Within three days of launching, the new direct life insurer 1LifeDirect had sold 100 policies. Its pitch of cutting out the broker seems to have resonated with the public and the product is well timed in terms of last year’s furore in the life industry, which highlighted the role and cost of a broker.
1LifeDirect claims it can cut premiums by 22% by going direct to the public and avoiding broker commissions.
These types of claims by other direct insurers have in the past been a bit misleading because a part of the pricing of the policy is the way the company rates a person’s risk as well as its own book.
A company that rates risk correctly and has lower claims can offer lower premiums. This is particularly true in short-term insurance, where personal experience has shown that companies such as Outsurance and Dial Direct do not always beat broker-quoted rates. Some companies may, for instance, place a higher rating on divorced people or the number of kilometres you drive each month, so it pays to shop around.

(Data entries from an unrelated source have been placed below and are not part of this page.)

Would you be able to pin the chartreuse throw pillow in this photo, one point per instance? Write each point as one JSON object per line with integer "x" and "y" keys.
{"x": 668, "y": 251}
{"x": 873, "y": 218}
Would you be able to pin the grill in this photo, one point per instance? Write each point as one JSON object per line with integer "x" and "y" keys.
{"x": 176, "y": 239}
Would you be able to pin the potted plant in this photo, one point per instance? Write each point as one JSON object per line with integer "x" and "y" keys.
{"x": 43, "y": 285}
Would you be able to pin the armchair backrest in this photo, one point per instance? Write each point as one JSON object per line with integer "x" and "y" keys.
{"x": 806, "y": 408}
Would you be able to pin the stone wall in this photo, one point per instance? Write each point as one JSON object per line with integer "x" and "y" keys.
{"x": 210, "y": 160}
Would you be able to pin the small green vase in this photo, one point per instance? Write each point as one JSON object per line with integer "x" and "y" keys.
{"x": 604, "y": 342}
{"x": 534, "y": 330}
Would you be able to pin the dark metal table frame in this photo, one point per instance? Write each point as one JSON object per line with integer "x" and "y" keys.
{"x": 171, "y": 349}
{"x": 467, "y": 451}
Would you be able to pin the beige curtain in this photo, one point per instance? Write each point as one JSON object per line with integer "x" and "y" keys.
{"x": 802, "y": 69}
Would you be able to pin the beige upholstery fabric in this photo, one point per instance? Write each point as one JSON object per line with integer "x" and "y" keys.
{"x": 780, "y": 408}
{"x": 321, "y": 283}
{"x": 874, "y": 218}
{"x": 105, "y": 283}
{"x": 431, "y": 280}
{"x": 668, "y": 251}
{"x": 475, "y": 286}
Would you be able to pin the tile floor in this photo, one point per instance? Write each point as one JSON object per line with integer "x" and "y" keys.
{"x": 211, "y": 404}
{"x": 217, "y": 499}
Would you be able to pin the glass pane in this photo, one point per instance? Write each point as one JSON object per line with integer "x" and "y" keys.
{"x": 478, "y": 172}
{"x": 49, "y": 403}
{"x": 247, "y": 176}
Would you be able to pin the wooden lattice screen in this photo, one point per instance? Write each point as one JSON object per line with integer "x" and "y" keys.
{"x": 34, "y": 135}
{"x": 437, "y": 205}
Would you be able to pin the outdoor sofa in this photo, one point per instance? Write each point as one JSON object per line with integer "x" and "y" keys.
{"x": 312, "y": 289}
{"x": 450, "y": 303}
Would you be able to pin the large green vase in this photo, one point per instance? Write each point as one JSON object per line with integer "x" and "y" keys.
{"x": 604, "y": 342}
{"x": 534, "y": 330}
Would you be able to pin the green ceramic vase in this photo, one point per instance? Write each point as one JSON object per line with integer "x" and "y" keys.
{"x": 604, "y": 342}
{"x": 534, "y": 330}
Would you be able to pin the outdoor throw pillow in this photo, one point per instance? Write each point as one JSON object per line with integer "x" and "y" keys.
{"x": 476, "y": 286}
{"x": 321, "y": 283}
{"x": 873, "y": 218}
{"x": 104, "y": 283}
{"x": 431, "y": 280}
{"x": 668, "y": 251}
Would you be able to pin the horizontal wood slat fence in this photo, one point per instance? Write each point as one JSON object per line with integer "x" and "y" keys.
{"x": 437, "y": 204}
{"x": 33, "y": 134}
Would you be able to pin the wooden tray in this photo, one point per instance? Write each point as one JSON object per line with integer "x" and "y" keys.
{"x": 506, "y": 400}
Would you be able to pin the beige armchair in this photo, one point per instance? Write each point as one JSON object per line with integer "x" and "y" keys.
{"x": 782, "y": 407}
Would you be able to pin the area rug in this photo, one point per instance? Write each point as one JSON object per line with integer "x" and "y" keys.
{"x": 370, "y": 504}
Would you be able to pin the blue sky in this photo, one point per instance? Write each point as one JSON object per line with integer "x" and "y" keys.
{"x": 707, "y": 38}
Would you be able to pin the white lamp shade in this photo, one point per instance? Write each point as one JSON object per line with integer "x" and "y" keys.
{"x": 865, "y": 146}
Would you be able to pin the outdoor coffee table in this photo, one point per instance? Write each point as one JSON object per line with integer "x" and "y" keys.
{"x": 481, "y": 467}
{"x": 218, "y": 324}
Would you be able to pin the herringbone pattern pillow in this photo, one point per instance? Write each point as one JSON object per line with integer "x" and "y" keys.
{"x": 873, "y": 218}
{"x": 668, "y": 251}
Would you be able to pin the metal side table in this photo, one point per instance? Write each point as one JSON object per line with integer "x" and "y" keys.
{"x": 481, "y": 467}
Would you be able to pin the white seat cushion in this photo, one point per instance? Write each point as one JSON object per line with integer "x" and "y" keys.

I put 1LifeDirect to the test and compared it with my current level of life, disability and dread disease cover.
The problem is that it is difficult to compare like with like. Many life companies now use either level-term or age-rated policies.
With the age-rated policy the annual premium increase is based on a person’s age. This is to their benefit when they are younger, with minimal premium increases of between 2% and 3%, but after about 10 years the premiums start to rise more dramatically.
With level-term policies, clients are guaranteed to have no premium increases for the first 10 years, but their premiums are substantially higher than age-related premiums.
In my case, the initial quote for a level-term policy was 30% higher than an age-related one with the same company.
1LifeDirect guarantees no premium increase for the first two years, after which premium increases are limited to 5% a year for the first five years. Thereafter 1LifeDirect can increase the premium by up to 15%. This is a safety clause and in line with industry standards — for example, the level-term allows for premium increases of up to 25% after 10 years.
It is unlikely companies would actually invoke those maximums unless they wanted to see a mass exodus from their policies. They do, however, use them to adjust their customers’ policies in line with their age risk so their premium increases at this time could be substantially higher if their age risk requires it.
Having done a comparison with both age-rated and level-term quotes against 1DirectLife, the direct life insurer was 8% cheaper than my current age-rated policy (including my monthly policy fee).
Against a level-term policy, 1LifeDirect was a massive 33% lower, but remember that there is no premium increase for 10 years on level term.
Based on the fact that 1LifeDirect increases its premiums by 5% a year after year two, by year seven the two premiums would be the same. After a 10-year period, my total premiums paid to each company would be R49 800 to my current life insurer versus R45 000 to 1LifeDirect — an 11% percent difference.
Personally, 1LifeDirect would save me R25 a month or R4 700 over 10 years depending on which policy I compare it with, which is in line with my broker’s commission taken over 10 years. By going direct, however, I would not receive a needs analysis review or the assistance of my broker when making claims.
You need to make sure you know what you are buying and to decide what product will suit you best. The fact that you can get yourself insured in 20 minutes on the phone through 1LifeDirect could be of real value to you. Or, you may be someone who prefers to have a broker, as long as the additional cost is still value for money.